Saturday, April 02, 2022

How Autumn Begins

 

 


[autumn begins with something trivial]  
—Written by Ella Yevtushenko, translated by Yury Zavadsky

autumn begins with something trivial: keys forgotten in another city, silver coins of cough in the throat, a Turkish cup of tea,

copper coins, water in the battery,

hail,

I did not feel it, and it is already here, huddling a stray cat, rubbing its legs

leaving faded leaves on jeans

only on such a rainy night there can be a knock on the balcony door, only on such a rainy night can it be opened

but who will be behind it depends on whether the nut fell asleep on its guard under the window, whether the pines will reach the torn hem of the clouds.

and whether lightning repeats the pattern of veins on your temples.

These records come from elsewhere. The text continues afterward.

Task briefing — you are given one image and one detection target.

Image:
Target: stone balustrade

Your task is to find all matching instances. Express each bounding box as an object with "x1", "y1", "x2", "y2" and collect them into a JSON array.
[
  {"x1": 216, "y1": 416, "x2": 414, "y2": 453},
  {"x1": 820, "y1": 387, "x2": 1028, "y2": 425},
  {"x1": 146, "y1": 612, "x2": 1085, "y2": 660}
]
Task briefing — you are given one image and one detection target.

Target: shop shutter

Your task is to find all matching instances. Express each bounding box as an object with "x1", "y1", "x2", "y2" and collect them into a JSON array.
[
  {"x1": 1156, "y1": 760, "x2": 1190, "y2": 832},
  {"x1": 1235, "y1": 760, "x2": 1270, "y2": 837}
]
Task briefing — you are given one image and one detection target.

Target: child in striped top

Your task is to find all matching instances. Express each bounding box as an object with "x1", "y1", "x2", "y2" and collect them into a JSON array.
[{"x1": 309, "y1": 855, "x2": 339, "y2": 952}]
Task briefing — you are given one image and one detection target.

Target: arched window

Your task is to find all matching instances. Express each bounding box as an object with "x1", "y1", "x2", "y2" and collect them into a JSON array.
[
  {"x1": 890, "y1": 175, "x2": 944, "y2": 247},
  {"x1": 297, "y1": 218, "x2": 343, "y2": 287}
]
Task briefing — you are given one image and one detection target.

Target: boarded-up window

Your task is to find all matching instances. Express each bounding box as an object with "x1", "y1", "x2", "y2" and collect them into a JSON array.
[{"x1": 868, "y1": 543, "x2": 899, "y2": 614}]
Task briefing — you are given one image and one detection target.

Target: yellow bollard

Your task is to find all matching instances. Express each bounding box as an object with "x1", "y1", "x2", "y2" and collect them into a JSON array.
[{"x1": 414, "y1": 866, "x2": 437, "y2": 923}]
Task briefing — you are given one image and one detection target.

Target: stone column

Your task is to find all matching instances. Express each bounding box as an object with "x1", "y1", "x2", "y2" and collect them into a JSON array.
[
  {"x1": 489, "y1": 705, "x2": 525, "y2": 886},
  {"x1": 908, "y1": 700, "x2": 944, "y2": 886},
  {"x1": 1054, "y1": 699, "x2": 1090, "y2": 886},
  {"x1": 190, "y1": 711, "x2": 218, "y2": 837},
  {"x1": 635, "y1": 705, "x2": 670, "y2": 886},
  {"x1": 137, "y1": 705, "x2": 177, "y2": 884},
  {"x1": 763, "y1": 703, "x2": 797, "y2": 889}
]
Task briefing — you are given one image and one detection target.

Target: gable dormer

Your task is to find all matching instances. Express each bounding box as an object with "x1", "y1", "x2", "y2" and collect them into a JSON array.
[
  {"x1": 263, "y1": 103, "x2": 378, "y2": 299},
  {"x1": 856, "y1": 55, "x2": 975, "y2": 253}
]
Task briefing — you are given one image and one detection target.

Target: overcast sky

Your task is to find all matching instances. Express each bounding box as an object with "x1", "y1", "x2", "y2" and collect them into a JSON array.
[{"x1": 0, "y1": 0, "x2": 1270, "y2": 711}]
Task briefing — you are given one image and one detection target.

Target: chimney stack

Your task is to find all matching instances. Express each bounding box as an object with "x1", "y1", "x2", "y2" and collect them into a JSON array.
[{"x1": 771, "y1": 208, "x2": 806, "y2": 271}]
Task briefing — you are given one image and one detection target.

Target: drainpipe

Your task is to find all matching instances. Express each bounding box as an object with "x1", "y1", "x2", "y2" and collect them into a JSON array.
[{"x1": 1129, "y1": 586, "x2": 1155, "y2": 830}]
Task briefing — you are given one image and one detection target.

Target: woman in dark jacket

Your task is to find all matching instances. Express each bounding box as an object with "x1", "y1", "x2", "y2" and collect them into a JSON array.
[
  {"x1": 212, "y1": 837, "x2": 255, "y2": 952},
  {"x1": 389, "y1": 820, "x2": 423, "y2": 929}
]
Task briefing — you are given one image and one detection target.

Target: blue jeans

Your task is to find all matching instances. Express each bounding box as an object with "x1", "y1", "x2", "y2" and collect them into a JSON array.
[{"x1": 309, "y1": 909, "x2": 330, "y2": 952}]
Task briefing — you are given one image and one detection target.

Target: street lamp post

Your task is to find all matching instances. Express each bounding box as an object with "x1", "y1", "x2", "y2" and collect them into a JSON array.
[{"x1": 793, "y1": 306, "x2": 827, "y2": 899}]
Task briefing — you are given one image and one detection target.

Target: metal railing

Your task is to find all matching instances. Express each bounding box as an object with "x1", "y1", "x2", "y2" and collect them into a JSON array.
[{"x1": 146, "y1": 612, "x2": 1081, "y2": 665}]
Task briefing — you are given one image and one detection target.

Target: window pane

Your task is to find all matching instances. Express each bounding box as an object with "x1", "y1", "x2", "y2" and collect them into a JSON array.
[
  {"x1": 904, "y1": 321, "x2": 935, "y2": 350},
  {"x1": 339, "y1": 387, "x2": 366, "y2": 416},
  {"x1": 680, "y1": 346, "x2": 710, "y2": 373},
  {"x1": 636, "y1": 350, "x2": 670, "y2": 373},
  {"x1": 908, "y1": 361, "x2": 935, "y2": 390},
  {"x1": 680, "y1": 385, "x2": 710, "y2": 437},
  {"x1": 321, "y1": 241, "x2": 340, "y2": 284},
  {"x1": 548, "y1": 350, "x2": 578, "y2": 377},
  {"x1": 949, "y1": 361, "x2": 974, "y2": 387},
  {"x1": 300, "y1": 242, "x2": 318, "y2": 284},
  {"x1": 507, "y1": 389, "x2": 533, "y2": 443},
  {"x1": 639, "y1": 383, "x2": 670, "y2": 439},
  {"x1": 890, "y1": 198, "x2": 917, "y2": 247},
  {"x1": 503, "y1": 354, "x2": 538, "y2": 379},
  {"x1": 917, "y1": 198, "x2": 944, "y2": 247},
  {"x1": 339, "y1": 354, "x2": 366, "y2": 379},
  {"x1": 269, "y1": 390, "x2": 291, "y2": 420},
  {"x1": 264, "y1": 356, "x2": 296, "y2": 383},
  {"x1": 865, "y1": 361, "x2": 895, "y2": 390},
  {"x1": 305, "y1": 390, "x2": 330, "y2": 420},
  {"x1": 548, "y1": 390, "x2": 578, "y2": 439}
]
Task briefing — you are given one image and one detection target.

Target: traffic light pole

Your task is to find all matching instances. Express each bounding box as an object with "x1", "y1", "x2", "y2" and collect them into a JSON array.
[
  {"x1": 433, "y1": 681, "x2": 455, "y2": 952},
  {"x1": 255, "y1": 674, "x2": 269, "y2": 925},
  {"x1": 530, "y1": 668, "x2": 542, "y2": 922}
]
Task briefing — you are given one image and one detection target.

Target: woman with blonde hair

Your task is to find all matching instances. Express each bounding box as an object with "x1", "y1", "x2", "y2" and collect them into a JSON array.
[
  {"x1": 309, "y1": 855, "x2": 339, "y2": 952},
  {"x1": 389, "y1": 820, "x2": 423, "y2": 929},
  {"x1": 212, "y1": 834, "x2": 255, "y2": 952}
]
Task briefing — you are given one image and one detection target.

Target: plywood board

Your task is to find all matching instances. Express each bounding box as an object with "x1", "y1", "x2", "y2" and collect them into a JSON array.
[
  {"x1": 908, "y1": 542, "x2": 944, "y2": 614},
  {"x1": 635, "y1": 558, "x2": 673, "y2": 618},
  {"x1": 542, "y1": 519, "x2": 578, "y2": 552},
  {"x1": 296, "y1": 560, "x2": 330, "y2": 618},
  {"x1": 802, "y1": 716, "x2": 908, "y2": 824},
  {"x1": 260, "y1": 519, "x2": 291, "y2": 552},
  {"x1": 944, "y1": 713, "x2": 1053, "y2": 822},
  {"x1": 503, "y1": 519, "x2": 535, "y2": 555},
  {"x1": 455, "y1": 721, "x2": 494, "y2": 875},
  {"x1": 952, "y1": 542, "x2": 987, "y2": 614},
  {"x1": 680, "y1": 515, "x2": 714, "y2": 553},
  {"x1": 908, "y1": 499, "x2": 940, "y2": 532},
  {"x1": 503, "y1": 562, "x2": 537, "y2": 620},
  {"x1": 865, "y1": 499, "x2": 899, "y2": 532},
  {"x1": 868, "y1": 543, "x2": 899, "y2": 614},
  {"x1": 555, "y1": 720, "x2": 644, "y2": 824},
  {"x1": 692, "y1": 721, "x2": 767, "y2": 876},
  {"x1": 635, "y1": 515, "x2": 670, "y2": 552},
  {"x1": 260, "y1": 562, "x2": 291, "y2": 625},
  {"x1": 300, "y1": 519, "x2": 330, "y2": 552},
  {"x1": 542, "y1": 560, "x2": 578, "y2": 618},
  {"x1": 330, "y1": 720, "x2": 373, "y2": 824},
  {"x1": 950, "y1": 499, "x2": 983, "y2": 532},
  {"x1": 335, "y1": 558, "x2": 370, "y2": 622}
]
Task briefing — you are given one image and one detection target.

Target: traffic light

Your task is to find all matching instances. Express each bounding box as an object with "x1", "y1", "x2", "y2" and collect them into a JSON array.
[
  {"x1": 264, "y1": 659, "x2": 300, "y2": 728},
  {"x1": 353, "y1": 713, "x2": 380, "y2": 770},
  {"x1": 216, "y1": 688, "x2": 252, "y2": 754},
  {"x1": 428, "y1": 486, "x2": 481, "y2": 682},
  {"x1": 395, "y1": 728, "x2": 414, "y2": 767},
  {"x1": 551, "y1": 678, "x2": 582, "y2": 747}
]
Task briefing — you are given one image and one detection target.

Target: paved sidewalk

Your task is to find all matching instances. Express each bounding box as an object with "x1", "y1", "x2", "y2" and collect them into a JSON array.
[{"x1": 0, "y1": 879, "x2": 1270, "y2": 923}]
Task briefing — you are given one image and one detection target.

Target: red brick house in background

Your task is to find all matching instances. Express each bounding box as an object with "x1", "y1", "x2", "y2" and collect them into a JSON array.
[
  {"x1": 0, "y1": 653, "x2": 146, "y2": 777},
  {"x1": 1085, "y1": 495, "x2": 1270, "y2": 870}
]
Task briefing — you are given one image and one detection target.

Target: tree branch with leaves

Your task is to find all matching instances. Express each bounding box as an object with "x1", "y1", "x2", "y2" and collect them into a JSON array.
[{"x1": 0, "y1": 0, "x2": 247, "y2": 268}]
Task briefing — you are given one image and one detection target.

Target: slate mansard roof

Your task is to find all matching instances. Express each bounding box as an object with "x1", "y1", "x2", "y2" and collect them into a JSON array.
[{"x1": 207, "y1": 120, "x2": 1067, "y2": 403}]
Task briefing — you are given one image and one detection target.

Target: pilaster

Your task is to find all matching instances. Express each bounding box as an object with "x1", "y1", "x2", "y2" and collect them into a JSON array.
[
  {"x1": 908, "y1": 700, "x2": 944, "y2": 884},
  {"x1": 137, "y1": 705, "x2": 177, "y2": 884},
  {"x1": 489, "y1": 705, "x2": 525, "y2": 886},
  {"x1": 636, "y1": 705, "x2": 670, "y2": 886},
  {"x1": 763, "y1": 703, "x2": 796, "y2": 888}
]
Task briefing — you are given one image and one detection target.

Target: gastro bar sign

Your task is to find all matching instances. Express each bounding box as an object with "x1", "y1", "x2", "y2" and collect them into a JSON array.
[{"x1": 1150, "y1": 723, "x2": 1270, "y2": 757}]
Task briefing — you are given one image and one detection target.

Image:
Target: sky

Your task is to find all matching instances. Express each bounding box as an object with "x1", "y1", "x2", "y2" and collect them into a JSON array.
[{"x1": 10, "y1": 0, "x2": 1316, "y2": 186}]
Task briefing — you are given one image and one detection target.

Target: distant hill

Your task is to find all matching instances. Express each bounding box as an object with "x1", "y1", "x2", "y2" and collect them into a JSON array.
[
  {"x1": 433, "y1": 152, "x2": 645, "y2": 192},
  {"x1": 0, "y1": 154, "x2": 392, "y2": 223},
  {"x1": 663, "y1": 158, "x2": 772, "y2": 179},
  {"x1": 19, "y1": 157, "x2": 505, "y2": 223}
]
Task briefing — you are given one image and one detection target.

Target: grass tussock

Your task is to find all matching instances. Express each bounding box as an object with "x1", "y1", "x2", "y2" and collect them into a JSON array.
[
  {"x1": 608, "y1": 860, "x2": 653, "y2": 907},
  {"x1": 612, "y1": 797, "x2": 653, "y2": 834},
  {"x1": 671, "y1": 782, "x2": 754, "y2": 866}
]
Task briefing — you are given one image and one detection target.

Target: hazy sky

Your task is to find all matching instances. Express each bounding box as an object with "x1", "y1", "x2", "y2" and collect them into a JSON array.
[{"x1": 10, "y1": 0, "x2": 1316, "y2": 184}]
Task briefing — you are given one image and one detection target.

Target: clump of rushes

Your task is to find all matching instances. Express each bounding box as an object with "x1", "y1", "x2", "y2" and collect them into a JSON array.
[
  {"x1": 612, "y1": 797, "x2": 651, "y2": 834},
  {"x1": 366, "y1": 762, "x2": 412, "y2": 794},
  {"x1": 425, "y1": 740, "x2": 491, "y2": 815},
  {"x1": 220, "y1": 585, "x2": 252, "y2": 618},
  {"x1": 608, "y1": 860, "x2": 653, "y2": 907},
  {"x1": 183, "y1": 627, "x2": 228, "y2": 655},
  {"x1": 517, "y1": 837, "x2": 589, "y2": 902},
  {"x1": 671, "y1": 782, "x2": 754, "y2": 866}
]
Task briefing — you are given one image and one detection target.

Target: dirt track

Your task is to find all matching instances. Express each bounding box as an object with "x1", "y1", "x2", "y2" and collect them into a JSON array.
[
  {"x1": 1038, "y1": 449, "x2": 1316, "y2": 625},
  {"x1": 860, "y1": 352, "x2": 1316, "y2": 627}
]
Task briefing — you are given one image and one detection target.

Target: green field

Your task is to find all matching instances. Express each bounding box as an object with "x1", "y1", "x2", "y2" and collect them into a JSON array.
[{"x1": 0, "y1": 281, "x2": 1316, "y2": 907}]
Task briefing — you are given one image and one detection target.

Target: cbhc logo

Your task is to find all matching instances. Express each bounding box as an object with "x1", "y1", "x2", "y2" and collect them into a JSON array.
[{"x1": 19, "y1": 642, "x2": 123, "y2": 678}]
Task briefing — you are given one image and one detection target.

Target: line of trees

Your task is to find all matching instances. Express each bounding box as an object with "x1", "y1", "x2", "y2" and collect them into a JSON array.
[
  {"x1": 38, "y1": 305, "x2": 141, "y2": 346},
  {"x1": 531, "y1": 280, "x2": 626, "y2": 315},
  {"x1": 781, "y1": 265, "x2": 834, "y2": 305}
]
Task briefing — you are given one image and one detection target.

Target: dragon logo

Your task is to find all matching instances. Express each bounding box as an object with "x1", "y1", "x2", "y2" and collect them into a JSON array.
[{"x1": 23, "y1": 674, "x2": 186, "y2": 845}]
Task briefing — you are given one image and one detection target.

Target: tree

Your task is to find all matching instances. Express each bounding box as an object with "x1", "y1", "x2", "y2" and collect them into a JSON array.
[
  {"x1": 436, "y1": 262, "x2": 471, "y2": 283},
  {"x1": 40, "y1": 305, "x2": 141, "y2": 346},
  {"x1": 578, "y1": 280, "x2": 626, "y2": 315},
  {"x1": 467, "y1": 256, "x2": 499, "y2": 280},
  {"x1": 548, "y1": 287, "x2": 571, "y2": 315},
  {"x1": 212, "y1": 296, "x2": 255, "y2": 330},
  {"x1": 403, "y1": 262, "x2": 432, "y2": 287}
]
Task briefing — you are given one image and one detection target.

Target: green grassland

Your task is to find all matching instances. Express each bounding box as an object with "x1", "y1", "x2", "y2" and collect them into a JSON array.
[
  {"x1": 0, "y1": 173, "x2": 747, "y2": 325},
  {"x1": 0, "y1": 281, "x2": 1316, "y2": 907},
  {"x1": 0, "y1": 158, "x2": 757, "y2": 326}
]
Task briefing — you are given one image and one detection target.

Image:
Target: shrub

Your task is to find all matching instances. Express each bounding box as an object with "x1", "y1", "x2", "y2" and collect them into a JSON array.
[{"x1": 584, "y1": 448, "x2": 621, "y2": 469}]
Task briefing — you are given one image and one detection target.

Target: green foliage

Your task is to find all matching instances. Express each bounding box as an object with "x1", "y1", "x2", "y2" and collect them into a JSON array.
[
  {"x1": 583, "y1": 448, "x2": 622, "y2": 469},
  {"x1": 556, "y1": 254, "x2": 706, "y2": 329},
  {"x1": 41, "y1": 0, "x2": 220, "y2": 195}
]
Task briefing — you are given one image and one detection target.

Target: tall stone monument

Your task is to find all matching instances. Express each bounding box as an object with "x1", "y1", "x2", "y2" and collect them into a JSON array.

autumn begins with something childish — it knocks on the door and runs away; I want to read all day in bed; you are wrapped like a mummy, damp gauze of mist —

and continues with something old: it does not take any alcohol, a diamond of cold pulsates in its knees
and so again — every time — and every time this is the first topic of conversation

as if there is nothing more important than this autumn, wet as a morning under a prematurely peeled crust

it steals airtime from work conversations, intercepts a wave of gossip, lies down with a stray cat on the balcony, where piles of secrets should gather.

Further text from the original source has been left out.